Lire la littérature scientifique – 7 principes de base pour réussir vos lectures

Sans stratégie, lire la littérature scientifique quand on prépare une thèse peut vite devenir un calvaire. Découvrez sept principes de base qui vous aideront à maîtriser vos lectures.

Quand Gertrude lit la littérature scientifique

La peur de manquer une information importante

Gertrude, en 1ère année de thèse, lit chaque texte du début jusqu’à la fin.

Elle surligne, je la cite, « tout ce qui est important » – autant dire que 90% de la page est colorié.

Elle avance lentement, car ce qu’elle lit l’ennuie : aucun lien avec son sujet de recherche.

Mais le titre était prometteur, et comme elle a peur de passer à côté d’une information importante, elle lit tout – enfin, elle essaie.

Car, comme elle s’ennuie, son esprit vagabonde pendant que ses yeux se déplacent sur le papier.

Alors elle doit revenir en arrière, relire un passage plusieurs fois pour, finalement, constater qu’il ne dit rien d’intéressant pour elle.

Lire un article de 30 pages peut durer une semaine.

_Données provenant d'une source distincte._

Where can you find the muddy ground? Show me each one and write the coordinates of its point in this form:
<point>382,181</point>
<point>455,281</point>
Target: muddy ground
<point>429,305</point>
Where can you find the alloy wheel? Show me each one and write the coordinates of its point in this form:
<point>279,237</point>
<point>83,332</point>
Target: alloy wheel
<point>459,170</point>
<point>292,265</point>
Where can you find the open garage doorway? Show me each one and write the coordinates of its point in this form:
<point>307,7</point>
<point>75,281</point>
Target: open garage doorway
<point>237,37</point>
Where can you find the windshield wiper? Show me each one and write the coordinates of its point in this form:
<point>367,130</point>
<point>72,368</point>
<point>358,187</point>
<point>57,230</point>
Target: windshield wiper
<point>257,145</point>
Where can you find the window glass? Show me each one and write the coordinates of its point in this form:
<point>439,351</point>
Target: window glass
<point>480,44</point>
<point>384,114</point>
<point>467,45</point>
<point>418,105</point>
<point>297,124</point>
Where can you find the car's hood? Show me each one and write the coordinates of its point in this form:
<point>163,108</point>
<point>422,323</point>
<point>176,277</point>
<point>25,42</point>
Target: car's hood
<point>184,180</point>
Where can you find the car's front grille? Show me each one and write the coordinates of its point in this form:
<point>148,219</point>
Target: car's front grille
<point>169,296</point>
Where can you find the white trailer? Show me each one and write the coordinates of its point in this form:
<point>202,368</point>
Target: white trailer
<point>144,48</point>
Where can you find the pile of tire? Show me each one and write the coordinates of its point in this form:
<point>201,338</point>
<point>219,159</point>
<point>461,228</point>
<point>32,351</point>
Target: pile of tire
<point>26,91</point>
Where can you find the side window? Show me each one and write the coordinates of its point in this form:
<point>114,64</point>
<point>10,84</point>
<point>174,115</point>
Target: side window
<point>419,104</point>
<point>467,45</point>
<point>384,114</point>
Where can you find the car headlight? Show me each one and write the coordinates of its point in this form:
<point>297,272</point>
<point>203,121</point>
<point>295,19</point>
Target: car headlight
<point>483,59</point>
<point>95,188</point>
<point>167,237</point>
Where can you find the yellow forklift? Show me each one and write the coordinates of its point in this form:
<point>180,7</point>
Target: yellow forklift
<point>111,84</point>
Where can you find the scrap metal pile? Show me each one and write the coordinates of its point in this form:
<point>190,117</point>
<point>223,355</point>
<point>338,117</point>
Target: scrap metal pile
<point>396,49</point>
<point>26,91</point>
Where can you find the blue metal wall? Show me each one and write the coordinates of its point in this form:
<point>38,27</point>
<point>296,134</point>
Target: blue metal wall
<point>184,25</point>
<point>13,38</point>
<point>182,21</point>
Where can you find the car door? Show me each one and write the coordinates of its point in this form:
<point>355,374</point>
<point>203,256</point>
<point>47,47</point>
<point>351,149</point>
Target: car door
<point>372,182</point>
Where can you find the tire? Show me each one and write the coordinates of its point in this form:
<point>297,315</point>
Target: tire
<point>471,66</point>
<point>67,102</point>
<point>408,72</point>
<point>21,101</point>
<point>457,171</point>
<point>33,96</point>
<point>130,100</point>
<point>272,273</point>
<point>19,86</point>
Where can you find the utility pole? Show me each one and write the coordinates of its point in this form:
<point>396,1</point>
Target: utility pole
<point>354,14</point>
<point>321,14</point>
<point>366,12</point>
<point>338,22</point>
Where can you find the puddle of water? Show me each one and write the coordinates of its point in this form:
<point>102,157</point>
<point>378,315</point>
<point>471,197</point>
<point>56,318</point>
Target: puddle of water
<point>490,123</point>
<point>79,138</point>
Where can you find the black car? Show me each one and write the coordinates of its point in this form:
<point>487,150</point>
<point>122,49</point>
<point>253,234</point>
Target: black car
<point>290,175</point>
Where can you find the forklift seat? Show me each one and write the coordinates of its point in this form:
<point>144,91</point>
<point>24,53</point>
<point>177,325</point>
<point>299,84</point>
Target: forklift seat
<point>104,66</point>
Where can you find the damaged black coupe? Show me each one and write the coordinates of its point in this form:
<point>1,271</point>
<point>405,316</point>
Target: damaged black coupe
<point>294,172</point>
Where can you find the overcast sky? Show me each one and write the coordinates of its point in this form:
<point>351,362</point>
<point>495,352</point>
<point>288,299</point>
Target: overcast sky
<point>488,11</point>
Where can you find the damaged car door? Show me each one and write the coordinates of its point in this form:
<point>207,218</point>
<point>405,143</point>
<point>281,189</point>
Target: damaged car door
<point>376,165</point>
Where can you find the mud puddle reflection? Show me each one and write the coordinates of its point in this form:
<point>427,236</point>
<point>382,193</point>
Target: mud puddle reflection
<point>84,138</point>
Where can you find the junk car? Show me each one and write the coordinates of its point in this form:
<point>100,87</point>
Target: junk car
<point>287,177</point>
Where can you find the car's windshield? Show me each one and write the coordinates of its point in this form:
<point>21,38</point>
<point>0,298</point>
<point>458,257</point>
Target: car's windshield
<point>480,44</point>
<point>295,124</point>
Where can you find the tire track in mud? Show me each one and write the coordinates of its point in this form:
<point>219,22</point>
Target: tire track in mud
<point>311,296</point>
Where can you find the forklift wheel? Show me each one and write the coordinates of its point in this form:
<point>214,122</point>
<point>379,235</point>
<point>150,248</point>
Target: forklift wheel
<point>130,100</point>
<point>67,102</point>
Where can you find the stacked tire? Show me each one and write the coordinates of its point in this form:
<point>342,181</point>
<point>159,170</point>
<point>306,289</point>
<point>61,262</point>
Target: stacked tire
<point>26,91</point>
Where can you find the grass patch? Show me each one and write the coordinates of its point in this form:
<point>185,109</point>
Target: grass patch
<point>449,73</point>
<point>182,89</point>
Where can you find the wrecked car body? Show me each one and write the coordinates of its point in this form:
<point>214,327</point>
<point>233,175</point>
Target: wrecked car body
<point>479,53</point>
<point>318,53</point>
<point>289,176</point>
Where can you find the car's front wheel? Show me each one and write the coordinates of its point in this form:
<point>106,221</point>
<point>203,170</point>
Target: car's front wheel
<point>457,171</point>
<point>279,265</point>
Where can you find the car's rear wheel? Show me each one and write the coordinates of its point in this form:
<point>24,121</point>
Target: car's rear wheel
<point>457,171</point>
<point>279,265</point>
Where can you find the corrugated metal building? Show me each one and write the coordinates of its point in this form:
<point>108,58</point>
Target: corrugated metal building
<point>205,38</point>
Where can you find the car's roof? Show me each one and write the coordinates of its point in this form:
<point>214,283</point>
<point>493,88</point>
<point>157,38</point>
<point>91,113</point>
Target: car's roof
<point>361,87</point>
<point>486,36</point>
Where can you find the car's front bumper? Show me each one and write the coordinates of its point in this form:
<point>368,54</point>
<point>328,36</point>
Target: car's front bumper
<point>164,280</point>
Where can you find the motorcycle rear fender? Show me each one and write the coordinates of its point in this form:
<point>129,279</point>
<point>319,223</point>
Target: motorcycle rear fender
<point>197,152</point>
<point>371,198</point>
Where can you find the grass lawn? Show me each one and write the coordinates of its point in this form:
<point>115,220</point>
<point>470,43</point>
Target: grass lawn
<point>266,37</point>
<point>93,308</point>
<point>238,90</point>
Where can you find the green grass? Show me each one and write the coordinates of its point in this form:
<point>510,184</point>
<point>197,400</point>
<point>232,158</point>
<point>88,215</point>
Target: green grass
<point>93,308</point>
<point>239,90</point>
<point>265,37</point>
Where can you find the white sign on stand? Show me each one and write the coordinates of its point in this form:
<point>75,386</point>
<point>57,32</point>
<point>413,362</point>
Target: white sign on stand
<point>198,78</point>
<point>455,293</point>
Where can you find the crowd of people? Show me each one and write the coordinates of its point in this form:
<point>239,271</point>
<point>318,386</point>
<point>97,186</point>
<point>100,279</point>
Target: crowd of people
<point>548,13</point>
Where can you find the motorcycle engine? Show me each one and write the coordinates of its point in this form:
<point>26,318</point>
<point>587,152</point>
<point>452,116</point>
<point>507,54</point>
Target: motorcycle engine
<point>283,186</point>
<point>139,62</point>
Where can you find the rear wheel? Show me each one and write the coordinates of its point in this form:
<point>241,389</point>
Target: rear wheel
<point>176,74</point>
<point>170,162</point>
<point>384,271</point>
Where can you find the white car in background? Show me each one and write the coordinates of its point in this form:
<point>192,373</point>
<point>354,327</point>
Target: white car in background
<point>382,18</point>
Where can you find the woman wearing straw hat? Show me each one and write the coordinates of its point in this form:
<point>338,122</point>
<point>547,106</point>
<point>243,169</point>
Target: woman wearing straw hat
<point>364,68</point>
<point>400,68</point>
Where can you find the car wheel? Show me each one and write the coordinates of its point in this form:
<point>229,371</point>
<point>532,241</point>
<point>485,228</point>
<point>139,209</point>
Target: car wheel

Au vu de la quantité de littérature scientifique sur son sujet, Gertrude se demande comment elle va un jour pouvoir rédiger un texte de 200 pages à partir de ses lectures.

Des notes de lecture : un copié-collé de phrases intéressantes

D’autre part, il lui semble ne pas retenir grand’chose de ses lectures.

Certes, elle prend des notes.

Ou plus précisément, elle fait du copier-coller de phrases, je la cite, « intéressantes ».

Ce qu’ « intéressant » veut dire, elle ne le sait pas – mais c’est intéressant, et donc à conserver.

Dans deux ans, lorsqu’elle se mettra à rédiger sa thèse, il y a fort à parier que ces phrases « intéressantes », hors contexte, ne lui diront rien.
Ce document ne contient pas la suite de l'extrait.